Page MenuHomePhabricator

[analyzer][RFC] Get info from the LLVM IR for precision
Needs ReviewPublic

Authored by martong on Aug 5 2020, 8:27 AM.

Details

Summary

This is a prototype to access the IR from the components of the Clang Static Analyzer.
This involves architectural changes and there is a related discussion here on cfe-dev: http://lists.llvm.org/pipermail/cfe-dev/2020-August/066426.html.

There are many important and useful analyses in the LLVM layer that we can use during the path
sensitive analysis. Most notably, the "readnone" and "readonly" function
attributes which can be used to identify "pure" functions (those without side
effects). Here, I am using the pureness info from the IR to avoid invalidation
of any variables during conservative evaluation (when we evaluate a pure
function).

Diff Detail

Event Timeline

martong created this revision.Aug 5 2020, 8:27 AM
martong requested review of this revision.Aug 5 2020, 8:27 AM
martong updated this revision to Diff 283254.Aug 5 2020, 8:32 AM
  • Remove dummy test file

What will happen with the ability to analyse a translation unit whose target was not part of LLVM_TARGETS_TO_BUILD of the current clang binary? Will it break, because the binary lacks the information on how to generate for the given target?

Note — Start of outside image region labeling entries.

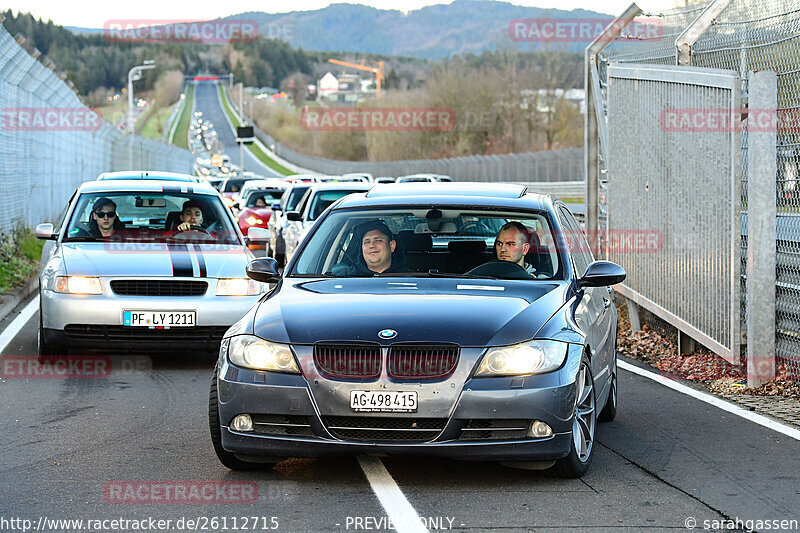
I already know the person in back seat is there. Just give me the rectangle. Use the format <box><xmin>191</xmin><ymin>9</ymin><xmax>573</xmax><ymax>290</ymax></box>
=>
<box><xmin>494</xmin><ymin>222</ymin><xmax>536</xmax><ymax>277</ymax></box>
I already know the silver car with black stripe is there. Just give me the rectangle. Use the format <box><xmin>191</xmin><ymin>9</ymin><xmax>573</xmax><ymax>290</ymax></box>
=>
<box><xmin>36</xmin><ymin>172</ymin><xmax>267</xmax><ymax>356</ymax></box>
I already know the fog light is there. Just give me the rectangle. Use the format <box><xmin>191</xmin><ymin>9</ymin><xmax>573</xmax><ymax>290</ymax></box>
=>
<box><xmin>231</xmin><ymin>415</ymin><xmax>253</xmax><ymax>431</ymax></box>
<box><xmin>528</xmin><ymin>415</ymin><xmax>553</xmax><ymax>439</ymax></box>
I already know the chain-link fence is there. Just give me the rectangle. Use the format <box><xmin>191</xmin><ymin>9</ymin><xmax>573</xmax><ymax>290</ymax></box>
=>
<box><xmin>0</xmin><ymin>24</ymin><xmax>192</xmax><ymax>231</ymax></box>
<box><xmin>596</xmin><ymin>0</ymin><xmax>800</xmax><ymax>375</ymax></box>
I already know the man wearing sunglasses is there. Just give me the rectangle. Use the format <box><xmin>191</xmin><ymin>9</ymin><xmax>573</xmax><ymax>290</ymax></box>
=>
<box><xmin>89</xmin><ymin>197</ymin><xmax>121</xmax><ymax>237</ymax></box>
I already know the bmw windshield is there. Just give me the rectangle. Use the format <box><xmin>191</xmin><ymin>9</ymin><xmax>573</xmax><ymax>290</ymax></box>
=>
<box><xmin>289</xmin><ymin>207</ymin><xmax>563</xmax><ymax>280</ymax></box>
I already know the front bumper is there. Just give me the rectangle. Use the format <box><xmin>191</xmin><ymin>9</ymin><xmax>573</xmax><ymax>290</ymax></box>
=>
<box><xmin>217</xmin><ymin>362</ymin><xmax>576</xmax><ymax>461</ymax></box>
<box><xmin>40</xmin><ymin>278</ymin><xmax>261</xmax><ymax>350</ymax></box>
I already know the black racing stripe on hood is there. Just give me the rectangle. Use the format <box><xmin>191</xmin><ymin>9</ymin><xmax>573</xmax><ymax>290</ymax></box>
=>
<box><xmin>167</xmin><ymin>244</ymin><xmax>194</xmax><ymax>278</ymax></box>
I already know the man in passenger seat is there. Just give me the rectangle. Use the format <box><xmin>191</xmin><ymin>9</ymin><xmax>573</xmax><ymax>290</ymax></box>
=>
<box><xmin>494</xmin><ymin>222</ymin><xmax>536</xmax><ymax>277</ymax></box>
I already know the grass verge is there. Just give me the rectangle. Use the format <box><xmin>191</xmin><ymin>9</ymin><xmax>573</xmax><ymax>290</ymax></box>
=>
<box><xmin>218</xmin><ymin>85</ymin><xmax>295</xmax><ymax>176</ymax></box>
<box><xmin>0</xmin><ymin>229</ymin><xmax>44</xmax><ymax>294</ymax></box>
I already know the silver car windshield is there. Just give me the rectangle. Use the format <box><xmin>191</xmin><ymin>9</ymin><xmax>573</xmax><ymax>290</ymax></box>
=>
<box><xmin>64</xmin><ymin>192</ymin><xmax>240</xmax><ymax>244</ymax></box>
<box><xmin>289</xmin><ymin>207</ymin><xmax>563</xmax><ymax>280</ymax></box>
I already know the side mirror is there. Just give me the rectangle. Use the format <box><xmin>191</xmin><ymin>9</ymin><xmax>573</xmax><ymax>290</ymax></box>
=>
<box><xmin>36</xmin><ymin>222</ymin><xmax>58</xmax><ymax>241</ymax></box>
<box><xmin>245</xmin><ymin>257</ymin><xmax>281</xmax><ymax>283</ymax></box>
<box><xmin>578</xmin><ymin>261</ymin><xmax>627</xmax><ymax>287</ymax></box>
<box><xmin>247</xmin><ymin>227</ymin><xmax>269</xmax><ymax>242</ymax></box>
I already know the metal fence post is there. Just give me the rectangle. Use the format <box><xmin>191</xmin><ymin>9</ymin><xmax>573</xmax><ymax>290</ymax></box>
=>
<box><xmin>583</xmin><ymin>3</ymin><xmax>642</xmax><ymax>254</ymax></box>
<box><xmin>747</xmin><ymin>70</ymin><xmax>778</xmax><ymax>387</ymax></box>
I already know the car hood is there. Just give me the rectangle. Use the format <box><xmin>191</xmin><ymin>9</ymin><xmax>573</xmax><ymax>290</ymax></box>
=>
<box><xmin>254</xmin><ymin>278</ymin><xmax>569</xmax><ymax>347</ymax></box>
<box><xmin>61</xmin><ymin>242</ymin><xmax>252</xmax><ymax>278</ymax></box>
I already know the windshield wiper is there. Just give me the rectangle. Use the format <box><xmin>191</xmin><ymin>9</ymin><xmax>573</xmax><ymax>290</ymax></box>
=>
<box><xmin>64</xmin><ymin>236</ymin><xmax>103</xmax><ymax>242</ymax></box>
<box><xmin>375</xmin><ymin>270</ymin><xmax>498</xmax><ymax>279</ymax></box>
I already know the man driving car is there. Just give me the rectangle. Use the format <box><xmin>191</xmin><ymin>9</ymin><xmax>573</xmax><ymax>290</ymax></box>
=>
<box><xmin>333</xmin><ymin>220</ymin><xmax>407</xmax><ymax>276</ymax></box>
<box><xmin>494</xmin><ymin>222</ymin><xmax>535</xmax><ymax>276</ymax></box>
<box><xmin>175</xmin><ymin>200</ymin><xmax>203</xmax><ymax>231</ymax></box>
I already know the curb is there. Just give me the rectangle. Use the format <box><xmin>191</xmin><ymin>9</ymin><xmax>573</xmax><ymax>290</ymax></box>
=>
<box><xmin>0</xmin><ymin>274</ymin><xmax>39</xmax><ymax>321</ymax></box>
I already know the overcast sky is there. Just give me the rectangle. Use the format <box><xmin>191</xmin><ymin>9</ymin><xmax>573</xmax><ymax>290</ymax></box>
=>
<box><xmin>0</xmin><ymin>0</ymin><xmax>682</xmax><ymax>28</ymax></box>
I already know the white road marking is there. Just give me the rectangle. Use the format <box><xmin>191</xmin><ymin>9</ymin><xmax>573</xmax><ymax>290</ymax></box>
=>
<box><xmin>617</xmin><ymin>360</ymin><xmax>800</xmax><ymax>440</ymax></box>
<box><xmin>358</xmin><ymin>455</ymin><xmax>428</xmax><ymax>533</ymax></box>
<box><xmin>0</xmin><ymin>294</ymin><xmax>39</xmax><ymax>352</ymax></box>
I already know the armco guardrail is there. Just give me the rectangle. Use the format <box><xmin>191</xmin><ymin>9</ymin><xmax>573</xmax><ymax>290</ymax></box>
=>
<box><xmin>0</xmin><ymin>24</ymin><xmax>192</xmax><ymax>231</ymax></box>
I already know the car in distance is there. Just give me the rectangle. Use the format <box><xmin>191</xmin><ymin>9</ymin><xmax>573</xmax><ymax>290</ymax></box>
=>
<box><xmin>234</xmin><ymin>187</ymin><xmax>286</xmax><ymax>255</ymax></box>
<box><xmin>283</xmin><ymin>182</ymin><xmax>372</xmax><ymax>261</ymax></box>
<box><xmin>36</xmin><ymin>173</ymin><xmax>266</xmax><ymax>356</ymax></box>
<box><xmin>267</xmin><ymin>181</ymin><xmax>312</xmax><ymax>266</ymax></box>
<box><xmin>209</xmin><ymin>183</ymin><xmax>625</xmax><ymax>477</ymax></box>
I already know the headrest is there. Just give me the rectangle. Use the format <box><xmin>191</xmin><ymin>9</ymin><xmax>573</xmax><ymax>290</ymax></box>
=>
<box><xmin>397</xmin><ymin>229</ymin><xmax>433</xmax><ymax>252</ymax></box>
<box><xmin>447</xmin><ymin>241</ymin><xmax>486</xmax><ymax>254</ymax></box>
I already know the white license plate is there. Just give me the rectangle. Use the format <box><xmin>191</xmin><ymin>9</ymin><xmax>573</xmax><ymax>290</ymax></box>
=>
<box><xmin>122</xmin><ymin>309</ymin><xmax>197</xmax><ymax>328</ymax></box>
<box><xmin>350</xmin><ymin>391</ymin><xmax>417</xmax><ymax>413</ymax></box>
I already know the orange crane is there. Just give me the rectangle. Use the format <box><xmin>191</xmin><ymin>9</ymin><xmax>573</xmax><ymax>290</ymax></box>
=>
<box><xmin>328</xmin><ymin>59</ymin><xmax>383</xmax><ymax>98</ymax></box>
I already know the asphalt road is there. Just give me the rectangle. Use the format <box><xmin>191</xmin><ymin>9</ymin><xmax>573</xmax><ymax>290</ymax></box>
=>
<box><xmin>0</xmin><ymin>296</ymin><xmax>800</xmax><ymax>532</ymax></box>
<box><xmin>194</xmin><ymin>81</ymin><xmax>283</xmax><ymax>177</ymax></box>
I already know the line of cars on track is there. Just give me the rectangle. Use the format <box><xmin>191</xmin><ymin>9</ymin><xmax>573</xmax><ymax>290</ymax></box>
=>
<box><xmin>36</xmin><ymin>168</ymin><xmax>625</xmax><ymax>477</ymax></box>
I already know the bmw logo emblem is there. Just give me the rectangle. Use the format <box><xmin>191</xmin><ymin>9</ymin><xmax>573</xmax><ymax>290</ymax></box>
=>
<box><xmin>378</xmin><ymin>329</ymin><xmax>397</xmax><ymax>339</ymax></box>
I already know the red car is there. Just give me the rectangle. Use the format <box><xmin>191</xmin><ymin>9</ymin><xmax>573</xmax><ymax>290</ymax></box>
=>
<box><xmin>237</xmin><ymin>188</ymin><xmax>283</xmax><ymax>250</ymax></box>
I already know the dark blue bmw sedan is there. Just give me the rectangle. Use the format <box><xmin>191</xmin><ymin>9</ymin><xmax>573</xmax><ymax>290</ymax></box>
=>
<box><xmin>209</xmin><ymin>183</ymin><xmax>625</xmax><ymax>477</ymax></box>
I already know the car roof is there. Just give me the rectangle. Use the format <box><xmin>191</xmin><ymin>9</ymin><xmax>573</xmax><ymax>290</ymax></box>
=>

clang/include/clang/StaticAnalyzer/Core/IRContext.h
40–42

Aren't documentation comments in LLVM ///?

clang/lib/StaticAnalyzer/Frontend/AnalysisConsumer.cpp
127

Where's this CG defined?

clang/lib/StaticAnalyzer/Frontend/FrontendActions.cpp
52–56

Isn't there a lifetime issue here? LLVMCtx is given as a raw reference to the BuildCodeGen and the shared pointer leaves scope at the end of the branch.

clang/test/Analysis/ircontext.cpp
18–19

What are we testing here? Without the ability to read the pureness of foo from the IR, the knowledge about g's value would be scrapped at the call? foo is defined in the current TU.

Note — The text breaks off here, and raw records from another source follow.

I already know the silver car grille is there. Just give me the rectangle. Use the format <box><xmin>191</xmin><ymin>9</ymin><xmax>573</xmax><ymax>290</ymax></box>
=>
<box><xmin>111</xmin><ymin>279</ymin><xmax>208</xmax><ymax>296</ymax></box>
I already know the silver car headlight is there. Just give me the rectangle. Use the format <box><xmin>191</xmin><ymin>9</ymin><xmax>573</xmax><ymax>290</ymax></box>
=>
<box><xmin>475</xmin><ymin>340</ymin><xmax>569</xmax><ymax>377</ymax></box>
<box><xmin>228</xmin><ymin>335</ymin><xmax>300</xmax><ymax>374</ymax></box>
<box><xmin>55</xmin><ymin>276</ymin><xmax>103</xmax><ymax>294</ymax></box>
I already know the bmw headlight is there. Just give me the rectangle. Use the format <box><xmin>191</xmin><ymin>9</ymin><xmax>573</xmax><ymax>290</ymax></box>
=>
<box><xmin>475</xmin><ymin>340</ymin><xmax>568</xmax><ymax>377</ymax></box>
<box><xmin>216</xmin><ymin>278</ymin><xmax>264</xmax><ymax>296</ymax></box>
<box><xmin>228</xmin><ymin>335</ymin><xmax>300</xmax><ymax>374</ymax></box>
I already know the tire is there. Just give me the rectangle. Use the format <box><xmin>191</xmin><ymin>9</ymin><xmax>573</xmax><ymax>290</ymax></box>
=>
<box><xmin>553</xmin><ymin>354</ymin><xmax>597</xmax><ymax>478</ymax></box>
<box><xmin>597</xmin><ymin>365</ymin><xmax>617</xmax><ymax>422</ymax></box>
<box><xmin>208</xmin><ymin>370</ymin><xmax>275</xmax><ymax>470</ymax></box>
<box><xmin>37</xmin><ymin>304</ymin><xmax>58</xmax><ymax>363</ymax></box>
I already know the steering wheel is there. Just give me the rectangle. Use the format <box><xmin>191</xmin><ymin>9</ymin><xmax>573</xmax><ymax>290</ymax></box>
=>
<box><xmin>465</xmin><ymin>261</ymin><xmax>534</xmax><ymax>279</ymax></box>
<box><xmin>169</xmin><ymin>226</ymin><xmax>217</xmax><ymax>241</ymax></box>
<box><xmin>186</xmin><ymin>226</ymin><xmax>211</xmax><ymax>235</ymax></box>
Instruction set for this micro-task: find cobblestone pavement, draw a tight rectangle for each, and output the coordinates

martong marked 3 inline comments as done.Aug 5 2020, 9:14 AM
martong added inline comments.
clang/include/clang/StaticAnalyzer/Core/IRContext.h
40–42

Yep, I forgot about that.

clang/lib/StaticAnalyzer/Frontend/AnalysisConsumer.cpp
127

In AnalysisConsumer.h. And set in FrontendActions.cpp AConsumer->setCodeGen(CGConsumer.get());

clang/lib/StaticAnalyzer/Frontend/FrontendActions.cpp
52–56

Nope, LLVMCtx is a member of AnalysisAction.

clang/test/Analysis/ircontext.cpp
18–19

We test here that with no-inlining (i.e. always doing conservative evaluation) we do not invalidate the state after a call to a pure function.

martong marked 3 inline comments as done.Aug 5 2020, 9:17 AM

What will happen with the ability to analyse a translation unit whose target was not part of LLVM_TARGETS_TO_BUILD of the current clang binary? Will it break, because the binary lacks the information on how to generate for the given target?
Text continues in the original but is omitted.